Answer
The remainder is zero.
$\{-1,\frac{1}{3},\frac{1}{2}\}$.
Work Step by Step
Use synthetic division to divide the polynomial $6x^3+x^2-4x+1$ by $x-c$, where $c=\frac{1}{2}$.
$\begin{matrix}
\frac{1}{2}) &6&1&-4&1 \\
& &3&2&-1 \\
& --&--&--& --\\
& 6&4&-2&0
\end{matrix}$
The quotient is $6x^2+4x-2$ and the remainder is zero.
Since the remainder is $0$, it means $\frac{1}{2}$ is a solution of the given equation.
Factor the given expression using the result from the synthetic division.
$\Rightarrow (x-\frac{1}{2})(6x^2+4x-2)=0$
Factor out $2$.
$\Rightarrow 2(x-\frac{1}{2})(3x^2+2x-1)=0$
Factor $3x^2+2x-1$.
Rewrite the middle term $+2x$ as $3x-1x$.
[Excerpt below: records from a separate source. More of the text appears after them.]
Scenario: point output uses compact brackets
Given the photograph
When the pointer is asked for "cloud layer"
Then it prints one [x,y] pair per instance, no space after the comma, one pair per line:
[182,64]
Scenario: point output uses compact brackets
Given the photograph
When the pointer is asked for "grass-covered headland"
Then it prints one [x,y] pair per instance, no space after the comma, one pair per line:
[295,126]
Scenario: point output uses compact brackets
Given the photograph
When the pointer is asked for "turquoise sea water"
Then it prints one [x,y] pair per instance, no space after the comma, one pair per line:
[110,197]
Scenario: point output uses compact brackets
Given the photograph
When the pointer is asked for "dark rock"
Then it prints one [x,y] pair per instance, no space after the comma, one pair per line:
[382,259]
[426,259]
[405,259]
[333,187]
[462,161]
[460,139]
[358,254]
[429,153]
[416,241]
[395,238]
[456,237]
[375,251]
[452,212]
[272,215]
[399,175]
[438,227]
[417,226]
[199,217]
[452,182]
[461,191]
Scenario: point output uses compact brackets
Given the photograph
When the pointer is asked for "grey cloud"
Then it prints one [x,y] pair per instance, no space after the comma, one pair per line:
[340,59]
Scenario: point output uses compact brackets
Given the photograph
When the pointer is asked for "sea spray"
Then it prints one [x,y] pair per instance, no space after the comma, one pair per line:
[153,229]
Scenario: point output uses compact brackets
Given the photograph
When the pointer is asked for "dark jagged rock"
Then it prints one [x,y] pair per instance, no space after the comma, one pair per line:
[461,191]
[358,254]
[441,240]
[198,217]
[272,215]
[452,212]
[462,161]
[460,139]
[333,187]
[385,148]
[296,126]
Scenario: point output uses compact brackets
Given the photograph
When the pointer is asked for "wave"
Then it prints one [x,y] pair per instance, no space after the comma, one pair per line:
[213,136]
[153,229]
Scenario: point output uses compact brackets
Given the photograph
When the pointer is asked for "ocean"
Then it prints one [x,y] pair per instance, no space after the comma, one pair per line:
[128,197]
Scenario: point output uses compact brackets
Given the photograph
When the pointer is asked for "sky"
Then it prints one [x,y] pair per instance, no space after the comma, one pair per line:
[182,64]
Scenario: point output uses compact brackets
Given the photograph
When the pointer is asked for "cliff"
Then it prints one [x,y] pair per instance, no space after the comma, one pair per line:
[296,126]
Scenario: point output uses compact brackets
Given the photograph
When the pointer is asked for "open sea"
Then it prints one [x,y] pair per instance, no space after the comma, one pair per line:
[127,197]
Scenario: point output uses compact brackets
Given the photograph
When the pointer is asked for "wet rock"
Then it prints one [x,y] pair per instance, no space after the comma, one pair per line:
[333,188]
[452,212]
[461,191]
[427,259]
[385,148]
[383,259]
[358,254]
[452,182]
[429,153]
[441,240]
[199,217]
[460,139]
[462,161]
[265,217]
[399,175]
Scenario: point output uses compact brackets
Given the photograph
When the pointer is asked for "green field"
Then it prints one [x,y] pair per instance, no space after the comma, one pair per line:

$\Rightarrow 3x^2+3x-1x-1$
Group the terms.
$\Rightarrow (3x^2+3x)+(-1x-1)$
Factor each term.
$\Rightarrow 3x(x+1)-1(x+1)$
Factor out $(x+1)$.
$\Rightarrow (x+1)(3x-1)$
Back substitute into the equation.
$\Rightarrow 2(x-\frac{1}{2})(x+1)(3x-1)=0$
By using zero product rule set each factor equal to zero.
$\Rightarrow x-\frac{1}{2}=0$ or $x+1=0$ or $3x-1=0$
Isolate $x$.
$\Rightarrow x=\frac{1}{2}$ or $x=-1$ or $x=\frac{1}{3}$
The solution set is $\{-1,\frac{1}{3},\frac{1}{2}\}$.